But will that mean that even more people will come? If so, it raises questions about the meaning of the trek — and fears that it could become little more than a traveling circus. There is no doubting the potential economic benefits for one of Spain’s poorest regions, but there are also 1,000 years of tradition to consider.
This is an attempt to find answers to such questions. A search among soul-searchers.
Saint-Jean-Pied-de-Port, 769 kilometers to Santiago de Compostela
Pilgrims should be poor, a requirement that still holds today. They should also clear their minds of worldly concerns. Not all of today’s devotees observe the obligations: the Spanish, Americans and French tend not to. But the Germans do. Pilgrims from Germany see their trip as a chance to free themselves of unwanted ballast, spiritual mostly, but also material. They transform themselves into wandering ascetics who view the Camino as a chance to put their humility on display. Many tend to carry no more than seven or eight kilograms in their backpacks and smile condescendingly at those who lug more. They take their drinking water from village fountains, knowing full well that “no potable” means that it is not safe for consumption. They use their smartphones to look on Camino blogs for the cheapest places to buy white bread.

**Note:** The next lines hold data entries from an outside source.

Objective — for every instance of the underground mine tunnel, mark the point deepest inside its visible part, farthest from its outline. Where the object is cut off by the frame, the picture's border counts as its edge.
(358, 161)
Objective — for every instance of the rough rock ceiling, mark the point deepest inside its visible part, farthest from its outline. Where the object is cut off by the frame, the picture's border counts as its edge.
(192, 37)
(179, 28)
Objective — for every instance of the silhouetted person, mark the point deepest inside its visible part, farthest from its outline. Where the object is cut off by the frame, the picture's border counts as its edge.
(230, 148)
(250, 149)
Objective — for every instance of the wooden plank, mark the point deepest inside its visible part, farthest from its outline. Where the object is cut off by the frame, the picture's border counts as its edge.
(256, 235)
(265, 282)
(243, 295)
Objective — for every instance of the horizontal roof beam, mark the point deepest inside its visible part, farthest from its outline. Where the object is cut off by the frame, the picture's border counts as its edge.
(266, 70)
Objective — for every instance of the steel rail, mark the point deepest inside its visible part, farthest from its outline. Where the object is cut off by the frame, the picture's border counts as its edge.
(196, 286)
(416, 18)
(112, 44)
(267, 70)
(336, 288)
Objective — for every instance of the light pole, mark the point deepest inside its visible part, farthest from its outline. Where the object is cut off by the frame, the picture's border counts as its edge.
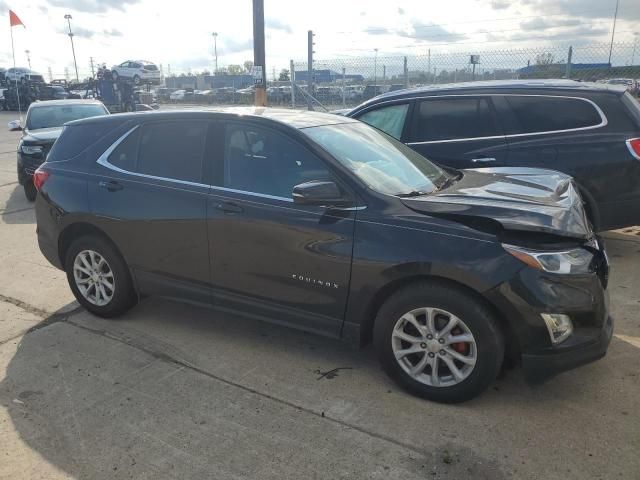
(215, 52)
(375, 69)
(73, 50)
(613, 30)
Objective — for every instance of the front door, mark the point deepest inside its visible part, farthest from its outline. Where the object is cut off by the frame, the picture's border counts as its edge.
(457, 131)
(271, 257)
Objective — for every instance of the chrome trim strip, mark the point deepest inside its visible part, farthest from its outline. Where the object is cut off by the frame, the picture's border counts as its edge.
(255, 194)
(631, 150)
(602, 123)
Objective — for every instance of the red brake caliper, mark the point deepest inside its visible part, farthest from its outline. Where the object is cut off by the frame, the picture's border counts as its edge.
(459, 347)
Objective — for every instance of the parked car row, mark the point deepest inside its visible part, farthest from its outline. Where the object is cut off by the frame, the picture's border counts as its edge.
(588, 131)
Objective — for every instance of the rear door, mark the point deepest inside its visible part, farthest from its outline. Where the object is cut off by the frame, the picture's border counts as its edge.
(150, 199)
(459, 131)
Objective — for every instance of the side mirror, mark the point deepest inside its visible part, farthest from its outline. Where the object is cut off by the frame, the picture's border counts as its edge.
(319, 193)
(14, 126)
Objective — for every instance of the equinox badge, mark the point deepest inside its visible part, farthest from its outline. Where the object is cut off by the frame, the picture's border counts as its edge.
(314, 281)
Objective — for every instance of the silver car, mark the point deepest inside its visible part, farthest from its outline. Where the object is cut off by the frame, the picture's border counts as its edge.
(20, 74)
(140, 71)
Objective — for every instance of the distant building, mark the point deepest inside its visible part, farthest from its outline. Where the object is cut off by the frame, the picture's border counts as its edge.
(575, 67)
(326, 76)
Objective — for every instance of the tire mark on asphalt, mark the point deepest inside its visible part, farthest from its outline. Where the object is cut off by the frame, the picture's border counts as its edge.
(169, 359)
(47, 317)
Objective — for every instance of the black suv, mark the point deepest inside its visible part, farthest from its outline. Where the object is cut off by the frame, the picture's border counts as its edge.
(588, 131)
(326, 224)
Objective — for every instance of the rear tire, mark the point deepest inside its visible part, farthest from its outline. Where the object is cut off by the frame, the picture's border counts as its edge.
(30, 190)
(104, 286)
(463, 369)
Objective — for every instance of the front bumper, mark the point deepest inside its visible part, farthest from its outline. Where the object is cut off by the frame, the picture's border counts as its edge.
(576, 351)
(584, 298)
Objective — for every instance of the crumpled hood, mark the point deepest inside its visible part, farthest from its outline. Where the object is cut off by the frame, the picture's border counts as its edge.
(526, 199)
(43, 135)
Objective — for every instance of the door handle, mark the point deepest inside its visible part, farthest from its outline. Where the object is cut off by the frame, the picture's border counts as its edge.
(228, 207)
(111, 185)
(483, 160)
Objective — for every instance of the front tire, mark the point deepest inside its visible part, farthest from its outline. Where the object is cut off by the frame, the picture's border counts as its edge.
(30, 191)
(439, 342)
(99, 277)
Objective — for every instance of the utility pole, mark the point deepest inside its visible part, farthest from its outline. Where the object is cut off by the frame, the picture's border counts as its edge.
(73, 50)
(260, 74)
(215, 52)
(613, 30)
(375, 71)
(292, 78)
(310, 52)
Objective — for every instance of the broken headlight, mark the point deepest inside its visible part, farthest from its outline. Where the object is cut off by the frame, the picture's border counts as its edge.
(577, 260)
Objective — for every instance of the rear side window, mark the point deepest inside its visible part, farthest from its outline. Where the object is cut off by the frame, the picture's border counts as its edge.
(124, 155)
(172, 150)
(453, 118)
(388, 119)
(546, 114)
(74, 140)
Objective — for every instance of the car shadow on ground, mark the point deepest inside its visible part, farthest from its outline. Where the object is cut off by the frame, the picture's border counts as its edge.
(175, 391)
(18, 210)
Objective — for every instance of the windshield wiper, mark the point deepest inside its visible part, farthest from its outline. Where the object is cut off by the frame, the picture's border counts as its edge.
(413, 193)
(450, 180)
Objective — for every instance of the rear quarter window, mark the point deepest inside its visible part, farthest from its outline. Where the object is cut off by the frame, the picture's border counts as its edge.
(74, 140)
(536, 114)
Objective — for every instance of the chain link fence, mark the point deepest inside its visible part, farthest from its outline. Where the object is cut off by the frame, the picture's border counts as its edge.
(346, 82)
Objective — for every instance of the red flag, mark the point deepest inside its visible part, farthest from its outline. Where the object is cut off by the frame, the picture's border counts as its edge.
(14, 19)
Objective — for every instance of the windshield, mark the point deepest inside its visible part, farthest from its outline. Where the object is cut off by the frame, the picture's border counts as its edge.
(383, 163)
(58, 115)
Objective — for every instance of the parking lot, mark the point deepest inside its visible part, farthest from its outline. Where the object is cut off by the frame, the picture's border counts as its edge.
(172, 390)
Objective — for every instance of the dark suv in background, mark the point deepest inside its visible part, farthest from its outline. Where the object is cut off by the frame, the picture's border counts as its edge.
(588, 131)
(326, 224)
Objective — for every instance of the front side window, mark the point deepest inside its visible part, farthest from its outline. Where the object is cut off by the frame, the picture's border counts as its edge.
(388, 119)
(263, 161)
(546, 114)
(452, 118)
(380, 161)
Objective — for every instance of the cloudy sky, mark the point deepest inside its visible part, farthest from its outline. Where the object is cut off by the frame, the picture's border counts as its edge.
(179, 33)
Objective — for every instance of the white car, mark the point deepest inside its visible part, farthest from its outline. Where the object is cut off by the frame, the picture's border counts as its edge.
(22, 75)
(139, 71)
(177, 95)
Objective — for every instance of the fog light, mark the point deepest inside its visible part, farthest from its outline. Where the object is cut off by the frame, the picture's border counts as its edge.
(559, 326)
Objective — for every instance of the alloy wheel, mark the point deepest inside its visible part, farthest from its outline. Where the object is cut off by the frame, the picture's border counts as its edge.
(93, 277)
(434, 347)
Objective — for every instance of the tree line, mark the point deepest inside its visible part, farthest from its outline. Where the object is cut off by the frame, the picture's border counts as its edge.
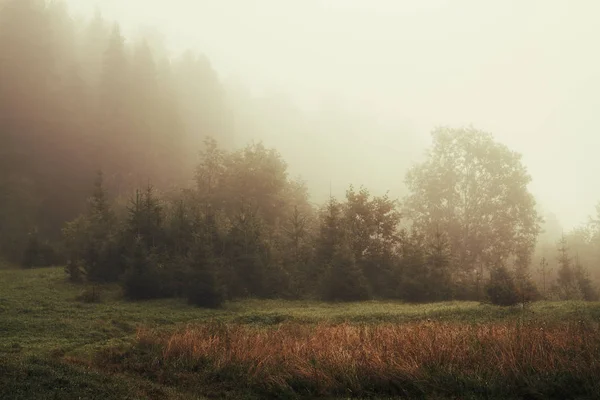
(76, 98)
(245, 229)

“I have met pilgrims who have good jobs, yet share a single sandwich among four of them,” says Wim Koelemeijer, a friendly Dutchman who works in the pilgrimage office in Saint-Jean-Pied-de-Port. The town marks the starting point of one of the most common pilgrimage routes, the so-called “camino francés,” which begins in France and has a total distance of 769 kilometers.

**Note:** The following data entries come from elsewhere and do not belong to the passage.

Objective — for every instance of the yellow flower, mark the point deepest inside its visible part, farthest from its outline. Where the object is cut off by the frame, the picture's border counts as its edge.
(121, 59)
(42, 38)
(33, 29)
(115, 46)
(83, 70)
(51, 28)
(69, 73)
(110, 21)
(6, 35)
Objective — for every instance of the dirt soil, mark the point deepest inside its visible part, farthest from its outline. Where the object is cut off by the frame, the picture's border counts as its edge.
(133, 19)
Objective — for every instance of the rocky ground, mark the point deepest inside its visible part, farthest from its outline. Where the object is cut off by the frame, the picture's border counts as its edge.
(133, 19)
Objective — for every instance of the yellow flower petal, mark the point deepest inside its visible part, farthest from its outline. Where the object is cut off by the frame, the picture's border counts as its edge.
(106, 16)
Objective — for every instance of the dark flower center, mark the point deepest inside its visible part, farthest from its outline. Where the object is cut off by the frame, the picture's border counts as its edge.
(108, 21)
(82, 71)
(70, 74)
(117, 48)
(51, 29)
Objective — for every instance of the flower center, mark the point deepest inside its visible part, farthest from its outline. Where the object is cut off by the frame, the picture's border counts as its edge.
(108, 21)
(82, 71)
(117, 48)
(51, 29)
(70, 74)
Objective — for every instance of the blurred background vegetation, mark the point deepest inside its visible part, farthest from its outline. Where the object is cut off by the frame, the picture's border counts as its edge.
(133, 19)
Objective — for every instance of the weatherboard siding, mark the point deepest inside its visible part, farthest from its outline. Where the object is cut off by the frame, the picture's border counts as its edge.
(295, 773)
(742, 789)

Koelemeijer’s office is in the center of town and is visited by pretty much all pilgrims who come through. It is here where they receive their pilgrim IDs, necessary for stays in the hostels along the route. Koelemeijer has been making the pilgrimage regularly for more than 10 years; he is 74 years old.

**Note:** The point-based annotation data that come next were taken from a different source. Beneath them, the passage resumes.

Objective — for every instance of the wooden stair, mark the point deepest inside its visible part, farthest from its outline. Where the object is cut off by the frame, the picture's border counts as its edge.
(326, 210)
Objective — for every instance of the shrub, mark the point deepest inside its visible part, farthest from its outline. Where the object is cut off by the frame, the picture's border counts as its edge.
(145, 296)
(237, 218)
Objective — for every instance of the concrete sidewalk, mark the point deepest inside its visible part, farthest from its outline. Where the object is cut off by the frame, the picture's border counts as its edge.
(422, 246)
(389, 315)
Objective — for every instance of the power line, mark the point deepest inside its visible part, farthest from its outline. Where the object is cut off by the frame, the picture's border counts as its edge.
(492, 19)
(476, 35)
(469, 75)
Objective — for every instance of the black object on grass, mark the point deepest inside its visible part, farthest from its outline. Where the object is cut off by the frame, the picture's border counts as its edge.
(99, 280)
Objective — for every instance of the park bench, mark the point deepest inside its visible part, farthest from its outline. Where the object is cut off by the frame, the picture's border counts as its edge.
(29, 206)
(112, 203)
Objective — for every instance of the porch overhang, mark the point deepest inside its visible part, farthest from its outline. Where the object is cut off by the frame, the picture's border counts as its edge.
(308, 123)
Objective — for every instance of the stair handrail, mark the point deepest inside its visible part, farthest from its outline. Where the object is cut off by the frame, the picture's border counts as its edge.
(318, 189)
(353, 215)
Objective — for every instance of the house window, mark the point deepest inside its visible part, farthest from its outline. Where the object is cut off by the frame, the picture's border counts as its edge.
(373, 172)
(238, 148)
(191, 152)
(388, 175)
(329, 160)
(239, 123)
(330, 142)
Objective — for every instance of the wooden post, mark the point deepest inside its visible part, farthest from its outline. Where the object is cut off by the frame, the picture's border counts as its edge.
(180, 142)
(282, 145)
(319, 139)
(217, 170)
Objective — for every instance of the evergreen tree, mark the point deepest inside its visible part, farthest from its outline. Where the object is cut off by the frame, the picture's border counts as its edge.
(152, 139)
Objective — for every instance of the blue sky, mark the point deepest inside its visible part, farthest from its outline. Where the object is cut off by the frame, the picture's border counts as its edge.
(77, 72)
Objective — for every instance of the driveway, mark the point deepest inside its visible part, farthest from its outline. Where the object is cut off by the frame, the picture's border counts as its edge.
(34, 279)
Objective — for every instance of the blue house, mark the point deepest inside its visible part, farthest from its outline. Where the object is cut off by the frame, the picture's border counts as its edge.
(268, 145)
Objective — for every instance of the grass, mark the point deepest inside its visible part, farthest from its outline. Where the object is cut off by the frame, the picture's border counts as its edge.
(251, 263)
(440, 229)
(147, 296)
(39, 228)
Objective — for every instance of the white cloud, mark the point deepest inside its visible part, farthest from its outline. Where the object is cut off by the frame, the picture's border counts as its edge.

“You can save everywhere,” Koelemeijer says. “On food, on coffee, on lodging.” The price of spending the night in a hostel? “Four euros.”
But it isn’t stinginess that motivates people to keep their money in their pockets. It’s the principle. Poverty is seen as being equivalent to authenticity. Furthermore, many believe there is a “correct” way to make the pilgrimage and an “incorrect” one. Those who do things correctly begin north of the Pyrenees, travel exclusively by foot and make the entire journey at once, rather than breaking it up into stages that are then completed successively over several years. Real pilgrims walk through northern Spain for four weeks and spend less than €1,000.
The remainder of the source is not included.